Calls to Expand Club Continue
UNITED NATIONS — Make more room at the head table.
That’s the message from a number of nations that feel left out of the powerful, 15-member Security Council, which makes weighty decisions about war and peace.
Expanding the council has been discussed for so long that the Open-Ended Working Group for Security Council Reform is known around U.N. headquarters as the Never-Ending Working Group.
“Since I joined the U.N. 36 years ago, there has been a financial crisis and people talking about reforming the Security Council, but nothing has changed,” said Samir Sanbar, a retired senior U.N. official.
But if Secretary-General Kofi Annan has his way, an expanded Security Council will be part of his legacy when his second term ends in 2006. Last year, he appointed a panel to develop a proposal to make the council reflect today’s world.
The five permanent members that can veto a resolution are the World War II victors that held sway when the U.N. was created in 1945: the United States, Britain, France, China and Russia. The 10 other members are selected from each region of the world for two-year seats.
There were 51 members when the U.N. was created. Today there are 191, which means a long time between terms on the council -- and a larger number of developing countries that feel underrepresented.

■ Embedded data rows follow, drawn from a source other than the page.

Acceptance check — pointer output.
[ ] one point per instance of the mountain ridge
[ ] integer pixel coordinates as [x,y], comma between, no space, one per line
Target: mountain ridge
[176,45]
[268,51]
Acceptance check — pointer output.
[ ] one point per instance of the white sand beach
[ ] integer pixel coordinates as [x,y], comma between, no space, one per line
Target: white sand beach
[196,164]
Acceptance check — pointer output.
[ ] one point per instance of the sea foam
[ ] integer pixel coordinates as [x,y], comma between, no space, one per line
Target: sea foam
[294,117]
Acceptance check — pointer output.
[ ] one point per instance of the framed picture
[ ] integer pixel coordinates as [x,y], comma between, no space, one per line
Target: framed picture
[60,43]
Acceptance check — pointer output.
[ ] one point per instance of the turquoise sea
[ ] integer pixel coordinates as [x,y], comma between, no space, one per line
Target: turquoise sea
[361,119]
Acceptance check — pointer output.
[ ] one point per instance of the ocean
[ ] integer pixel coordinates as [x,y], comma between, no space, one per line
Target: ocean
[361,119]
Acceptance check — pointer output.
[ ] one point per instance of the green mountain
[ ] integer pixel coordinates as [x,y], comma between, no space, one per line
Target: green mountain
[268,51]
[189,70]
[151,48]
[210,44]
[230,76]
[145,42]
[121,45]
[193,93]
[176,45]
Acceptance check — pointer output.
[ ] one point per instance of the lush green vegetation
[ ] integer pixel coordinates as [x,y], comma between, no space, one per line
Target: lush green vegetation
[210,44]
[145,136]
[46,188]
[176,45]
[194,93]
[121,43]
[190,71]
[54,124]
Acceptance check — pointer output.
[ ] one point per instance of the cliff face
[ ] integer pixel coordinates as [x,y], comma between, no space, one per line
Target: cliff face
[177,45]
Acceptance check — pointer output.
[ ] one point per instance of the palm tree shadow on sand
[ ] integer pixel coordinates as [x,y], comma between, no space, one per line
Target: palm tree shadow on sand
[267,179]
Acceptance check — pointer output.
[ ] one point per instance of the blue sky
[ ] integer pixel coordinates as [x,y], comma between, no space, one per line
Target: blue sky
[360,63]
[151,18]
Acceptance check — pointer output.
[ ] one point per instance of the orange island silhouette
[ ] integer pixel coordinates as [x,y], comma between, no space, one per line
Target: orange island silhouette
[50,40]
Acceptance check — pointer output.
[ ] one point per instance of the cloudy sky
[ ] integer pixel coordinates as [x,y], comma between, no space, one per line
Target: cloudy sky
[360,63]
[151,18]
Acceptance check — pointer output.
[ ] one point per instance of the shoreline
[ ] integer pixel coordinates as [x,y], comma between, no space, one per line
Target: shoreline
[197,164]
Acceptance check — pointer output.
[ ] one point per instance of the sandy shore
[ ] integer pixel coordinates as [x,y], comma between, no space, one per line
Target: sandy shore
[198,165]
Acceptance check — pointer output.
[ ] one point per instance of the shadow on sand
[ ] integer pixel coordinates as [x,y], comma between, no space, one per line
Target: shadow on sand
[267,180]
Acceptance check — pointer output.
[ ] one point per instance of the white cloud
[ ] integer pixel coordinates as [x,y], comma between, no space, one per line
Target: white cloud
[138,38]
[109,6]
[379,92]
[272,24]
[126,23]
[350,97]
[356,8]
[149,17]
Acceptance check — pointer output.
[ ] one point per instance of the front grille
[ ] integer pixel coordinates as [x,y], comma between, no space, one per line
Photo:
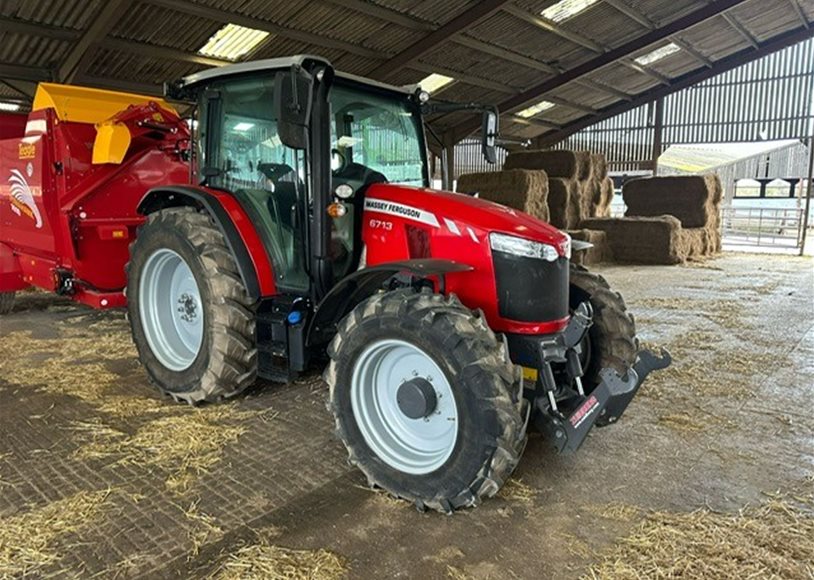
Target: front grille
[531,289]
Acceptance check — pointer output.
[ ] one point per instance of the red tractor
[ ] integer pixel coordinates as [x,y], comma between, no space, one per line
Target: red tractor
[296,219]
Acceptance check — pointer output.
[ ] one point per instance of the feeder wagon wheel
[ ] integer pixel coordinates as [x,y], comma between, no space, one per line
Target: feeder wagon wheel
[6,302]
[426,399]
[189,310]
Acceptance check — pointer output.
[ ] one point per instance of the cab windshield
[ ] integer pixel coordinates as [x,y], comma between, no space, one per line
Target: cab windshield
[379,132]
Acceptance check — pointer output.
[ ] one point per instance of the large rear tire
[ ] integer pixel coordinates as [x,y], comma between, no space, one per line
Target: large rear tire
[611,340]
[6,302]
[189,311]
[426,400]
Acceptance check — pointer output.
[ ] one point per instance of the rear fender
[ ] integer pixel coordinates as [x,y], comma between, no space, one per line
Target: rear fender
[11,274]
[356,287]
[241,236]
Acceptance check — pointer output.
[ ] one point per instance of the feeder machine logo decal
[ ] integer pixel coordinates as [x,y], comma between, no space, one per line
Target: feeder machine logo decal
[26,150]
[22,198]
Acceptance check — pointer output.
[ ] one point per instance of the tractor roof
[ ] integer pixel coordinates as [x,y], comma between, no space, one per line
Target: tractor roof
[276,64]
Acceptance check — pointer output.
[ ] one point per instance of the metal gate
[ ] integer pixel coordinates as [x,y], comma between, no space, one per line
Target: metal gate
[762,227]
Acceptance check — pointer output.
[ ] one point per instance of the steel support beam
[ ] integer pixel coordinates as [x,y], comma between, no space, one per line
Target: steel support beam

Japan, which gives more money to the United Nations than Britain, France, China and Russia combined, thinks it deserves a permanent seat. Not having one is tantamount to “taxation without representation,” Japanese officials say.
During the 2000 Millennium session of the General Assembly, nearly 100 countries said they supported the expansion of the Security Council.
But nothing has happened.
If there is one lever for change, it is Annan’s High Level Panel on Threats, Challenges and Change, which is to deliver its report in December.
The panel is studying three proposals for reform. The first is sometimes called the “quick fix,” which would simply enlarge the permanent group to include large, powerful nations from each region, probably India, Japan, Germany, Brazil and South Africa or Nigeria.
On Monday, British Prime Minister Tony Blair backed India for a seat. “India is a country of 1.2 billion people. For India not to be represented on the Security Council is ... not in tune with the modern times in which we live,” he said.
The second proposal would expand the number of nonpermanent members.
But the panel reportedly favors a third way: creating a category of seven or eight “semi-permanent” members from each region that would hold their seats for renewable terms of four or five years. Only the permanent five would have veto power.
The third way is preferred by such countries as Egypt, Italy, Mexico and Pakistan, which would be sidelined otherwise. But those that have a chance of getting a permanent seat are working together to head it off. During the General Assembly session Tuesday, the leaders of Japan, Germany, India and Brazil held a mini-summit to coordinate their campaign. They issued a joint communique declaring their readiness to take their rightful seats -- along with Africa -- at the diplomatic table.
Any decision by the panel would require the General Assembly’s approval. The decision could come next year but probably won’t happen at all. Top U.N. officials laugh when asked whether change will really come about after all these years. The club, they say, is constructed so that it can’t reform itself.
“None of the permanent members are going to give up their power,” said David Malone, a former Canadian ambassador and a U.N. watcher at the International Peace Academy.
“And why should they? The U.N. is about political power. It’s not a democracy.”